Batem leve, levemente como quem chama por nós. Lentamente fomos saindo daquele limbo do sono em que a realidade se interpõe ao sonho. Devaj (vindo de deus) e a irmã Aruna (madrugada) batiam na porta do nosso quarto despertando-nos dum sono pesado. Ao nosso comando de “come in”, irromperam quarto adentro e em uníssono cumprimentaram-nos com um sonoro e alegre “Happy Diwali!” Não, ainda não estamos na Índia mas a fronteira física e cultural é já muito ténue neste recanto do planeta onde a transição do mundo budista para o hinduísta é suave e gradual.
Tivemos a sorte da nossa primeira visita ao Nepal (we hope!) coincidir com o festival do Tihar, a segunda maior festa do país e versão nacional do Divali indiano. Bem, não foi propriamente uma coincidência, fizemos as contas para bater certo. Esperavam-nos cinco dias de imersão cultural nunca antes experimentados.
Estávamos em Katmandu há apenas umas horas mas os nossos anfitriões recebiam-nos como amigos de longa data. Arranjámo-nos e fomos tomar o pequeno almoço com a família de etnia newari. Sobre pratos de inox do tamanho de travessas, esperava-nos um banquete composto por arroz, dahl (sopa de lentilhas), três caris de vegetais e uma espécie de arroz doce para adoçar o dente. Ainda não contentes com a fartura, umas tijelas de frutas descascadas e um cesto de pão foram postos na mesa enquanto a matriarca servia o fumegante chá com leite. No Nepal isto é literalmente um banquete, já que a maioria das pessoas pouco mais tem para comer que um pão e o chá com leite. As restantes refeições não vieram a diferir muito da primeira, o que não nos incomodou minimamente: comida enriquecida com o sabor de especiarias, deixa-nos sempre de água na boca.
Enquanto nos encaminhamos para a Durbar Square, o coração duma cidade onde a tradição ainda faz frente à entrada invasiva do progresso, fomos apreciando as típicas janelas e varandas ricamente ornamentadas em madeira esculpida – um traço inconfundível do estilo arquitetónico do Vale de Katmandu.
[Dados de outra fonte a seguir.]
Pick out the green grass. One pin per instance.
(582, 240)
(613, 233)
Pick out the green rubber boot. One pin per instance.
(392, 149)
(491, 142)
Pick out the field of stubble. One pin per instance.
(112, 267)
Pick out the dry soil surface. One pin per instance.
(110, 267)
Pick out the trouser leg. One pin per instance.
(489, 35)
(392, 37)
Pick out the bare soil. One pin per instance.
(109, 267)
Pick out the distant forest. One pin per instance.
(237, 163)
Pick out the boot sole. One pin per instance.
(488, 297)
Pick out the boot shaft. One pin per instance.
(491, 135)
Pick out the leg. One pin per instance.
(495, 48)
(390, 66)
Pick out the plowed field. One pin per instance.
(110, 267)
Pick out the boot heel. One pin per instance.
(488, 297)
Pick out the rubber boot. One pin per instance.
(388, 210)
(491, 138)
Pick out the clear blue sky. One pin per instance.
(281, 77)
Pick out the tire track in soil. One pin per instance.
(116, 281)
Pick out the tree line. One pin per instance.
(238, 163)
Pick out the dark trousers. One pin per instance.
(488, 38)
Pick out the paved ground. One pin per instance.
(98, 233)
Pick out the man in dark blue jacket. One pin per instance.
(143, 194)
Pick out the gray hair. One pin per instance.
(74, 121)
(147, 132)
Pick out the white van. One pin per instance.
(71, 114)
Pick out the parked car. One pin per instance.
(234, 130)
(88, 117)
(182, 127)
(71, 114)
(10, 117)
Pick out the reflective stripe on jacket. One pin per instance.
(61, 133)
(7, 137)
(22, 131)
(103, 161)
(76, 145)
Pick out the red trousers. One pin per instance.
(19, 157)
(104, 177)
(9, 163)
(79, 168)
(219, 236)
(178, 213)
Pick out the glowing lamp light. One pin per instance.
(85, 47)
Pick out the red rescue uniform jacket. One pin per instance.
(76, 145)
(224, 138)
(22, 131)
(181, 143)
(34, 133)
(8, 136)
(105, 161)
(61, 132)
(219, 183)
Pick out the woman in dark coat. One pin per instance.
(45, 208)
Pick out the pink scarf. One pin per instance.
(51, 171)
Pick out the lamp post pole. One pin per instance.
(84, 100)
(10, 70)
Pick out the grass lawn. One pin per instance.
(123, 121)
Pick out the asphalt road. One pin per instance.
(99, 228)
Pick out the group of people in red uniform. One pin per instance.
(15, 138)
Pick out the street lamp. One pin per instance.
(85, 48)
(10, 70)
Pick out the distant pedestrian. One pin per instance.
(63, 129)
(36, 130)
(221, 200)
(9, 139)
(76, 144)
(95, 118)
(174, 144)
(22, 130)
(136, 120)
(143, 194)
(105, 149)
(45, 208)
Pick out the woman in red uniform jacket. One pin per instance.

Na praça, alinham-se dezenas de templos, talvez a praça com o maior número de templos reunidos no mesmo lugar que já tivemos oportunidade de ver. Grupos de mulheres enfiam metros e metros de calêndulas em grinaldas, homens embrulham comida em parras e os rapazinhos vendem pós coloridos de cores berrantes em pacotinhos de papel de jornal. São as oferendas para a puja, o ritual de oração e adoração hindu. À noite é que tomamos o pulso à magnitude desta celebração. Quando saímos à rua assistimos aos preparativos da festa. Cada porta, sem exceção, é decoradas com grinaldas de flores, desenhos coloridos no chão da entrada e o máximo possível de lamparinas de manteiga que, pacientemente, vão sendo alumiadas. Afinal, não é à toa de o Divali é conhecido como o “festival das luzes” e é à noite que ganha todo o seu esplendor aos sons enérgicos das flautas bansari, dos tambores madal e dos címbalos.
Durante os dias seguintes, vimos cães com colares de calêndulas dependurados ao pescoço, viaturas decoradas com grinaldas, vacas a comerem doses generosas de comidas nas praças e, no último dia, os rapazes exibindo orgulhosos as bindi (pintas na testa) primorosamente pintadas pelas irmãs.
O Nepal exerce um magnetismo arrojado sobre os viajantes e é, provavelmente, o nirvana para os amantes da escalada de montanha.
De casa levávamos o sonho de abrir caminho pelos bazares apinhados de Kathmandu, assistir ao nascer do sol sobre os templos e palácios de Patan e Bhaktapur, acender uma lamparina de manteiga no templo de Swayambhunath, juntarmo-nos aos peregrinos budistas numa volta ao redor de Boudhanath a estupa mais sagrada para os tibetanos, receber a bênção dum sacerdote hindu no Pashupatinath na margem do rio sagrado. Mas a realidade foi muito além das expectativas. Depois de Katmandu ainda respondemos ao grito da selva em Chitwan onde fomos à “caça” dos rinocerontes no dorso dum elefante, e tomámos o gosto à exigência do trekking em Pokhara.